Limitations & Future Work¶
- The attack relies on MLLM OCR capabilities; its effectiveness may decrease against models that ignore on-screen text or employ aggressive frame pruning/deduplication.
- Analysis of sensitivity to hyperparameters (e.g., \(N=30\), \(K=4\)) is relatively sparse.
- Prompt-based defenses (VSP) may be vulnerable to adaptive attacks where the attacker is aware of the system prompt.
- Future directions: End-to-end optimization of frame selection or exploring attacks on video temporal structures rather than frame-by-frame typography.
Related Work & Insights¶
- vs. FigStep / QR: These use typographic or diffusion images for single-image jailbreaking. SPTV extends this to video and solves the new challenge of balancing inter-frame diversity with representation-space proximity, achieving higher ASR.

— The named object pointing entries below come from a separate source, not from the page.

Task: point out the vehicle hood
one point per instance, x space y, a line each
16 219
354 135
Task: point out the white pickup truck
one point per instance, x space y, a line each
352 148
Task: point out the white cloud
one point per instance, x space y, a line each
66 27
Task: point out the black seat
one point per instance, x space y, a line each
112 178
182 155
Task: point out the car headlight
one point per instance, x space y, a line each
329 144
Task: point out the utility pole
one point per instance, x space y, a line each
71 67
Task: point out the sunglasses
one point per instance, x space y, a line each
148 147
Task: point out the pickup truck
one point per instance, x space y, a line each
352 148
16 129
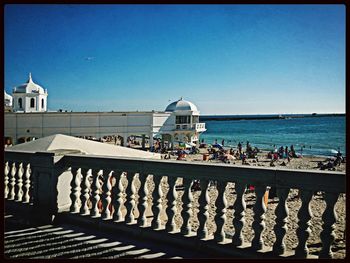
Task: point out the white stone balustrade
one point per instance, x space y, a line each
96 190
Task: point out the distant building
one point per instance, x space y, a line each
30 119
7 100
29 97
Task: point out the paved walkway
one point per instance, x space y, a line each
66 241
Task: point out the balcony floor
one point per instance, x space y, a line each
23 240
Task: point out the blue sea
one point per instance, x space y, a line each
318 136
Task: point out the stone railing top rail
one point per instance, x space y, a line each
328 181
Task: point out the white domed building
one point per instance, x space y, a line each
7 100
185 118
29 97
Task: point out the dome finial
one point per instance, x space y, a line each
30 77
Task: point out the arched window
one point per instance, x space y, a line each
32 103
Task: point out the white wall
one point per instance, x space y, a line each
97 124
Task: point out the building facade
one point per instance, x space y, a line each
29 97
30 119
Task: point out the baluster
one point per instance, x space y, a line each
75 190
259 216
27 183
329 218
239 221
203 210
6 171
130 199
303 231
106 196
280 227
157 201
171 209
20 183
116 194
220 216
186 211
85 191
13 181
96 187
142 220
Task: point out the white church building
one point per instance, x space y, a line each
30 119
29 97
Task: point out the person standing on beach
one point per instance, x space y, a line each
239 147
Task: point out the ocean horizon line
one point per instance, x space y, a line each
267 116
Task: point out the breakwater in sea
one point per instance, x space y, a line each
310 135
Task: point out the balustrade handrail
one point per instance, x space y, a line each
42 183
328 181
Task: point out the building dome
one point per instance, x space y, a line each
181 105
29 87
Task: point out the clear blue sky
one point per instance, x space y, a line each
227 59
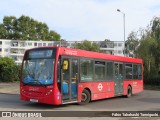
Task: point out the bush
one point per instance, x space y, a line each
9 71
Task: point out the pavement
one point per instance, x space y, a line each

- vs. VideoJail-Pro: While VideoJail-Pro was the first to attempt video jailbreaking, it lacked consistency and mechanistic analysis. This work explains why video is more vulnerable and provides a more stable algorithm.
- vs. Perturbation-based Attacks: SPTV is entirely black-box and demonstrates superior transferability across open and closed-source models compared to white-box perturbation methods.
Rating¶
- Novelty: ⭐⭐⭐⭐⭐ First systematic revelation of the video jailbreak mechanism; employs elegant bipartite matching.

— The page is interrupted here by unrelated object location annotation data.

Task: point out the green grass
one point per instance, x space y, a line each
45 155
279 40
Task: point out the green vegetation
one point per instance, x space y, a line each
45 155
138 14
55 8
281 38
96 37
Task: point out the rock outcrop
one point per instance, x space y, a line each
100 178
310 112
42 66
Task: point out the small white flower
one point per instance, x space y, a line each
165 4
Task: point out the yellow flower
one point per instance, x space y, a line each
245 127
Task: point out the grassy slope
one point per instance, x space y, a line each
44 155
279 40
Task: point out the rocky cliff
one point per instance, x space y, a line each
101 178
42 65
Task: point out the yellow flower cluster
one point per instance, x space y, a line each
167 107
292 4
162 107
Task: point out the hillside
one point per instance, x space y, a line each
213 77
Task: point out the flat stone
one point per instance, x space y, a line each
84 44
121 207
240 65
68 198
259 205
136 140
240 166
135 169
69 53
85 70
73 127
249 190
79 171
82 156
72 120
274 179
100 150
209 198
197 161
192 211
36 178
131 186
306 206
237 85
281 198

- Experimental Thoroughness: ⭐⭐⭐⭐ Comprehensive testing on 5 models and 16 policies; natural video transfer experiments included.
- Writing Quality: ⭐⭐⭐⭐⭐ Clear logical chain from phenomenon to mechanism to methodology.
- Value: ⭐⭐⭐⭐⭐ Identifies a significant security blind spot in video MLLMs and provides a practical defense.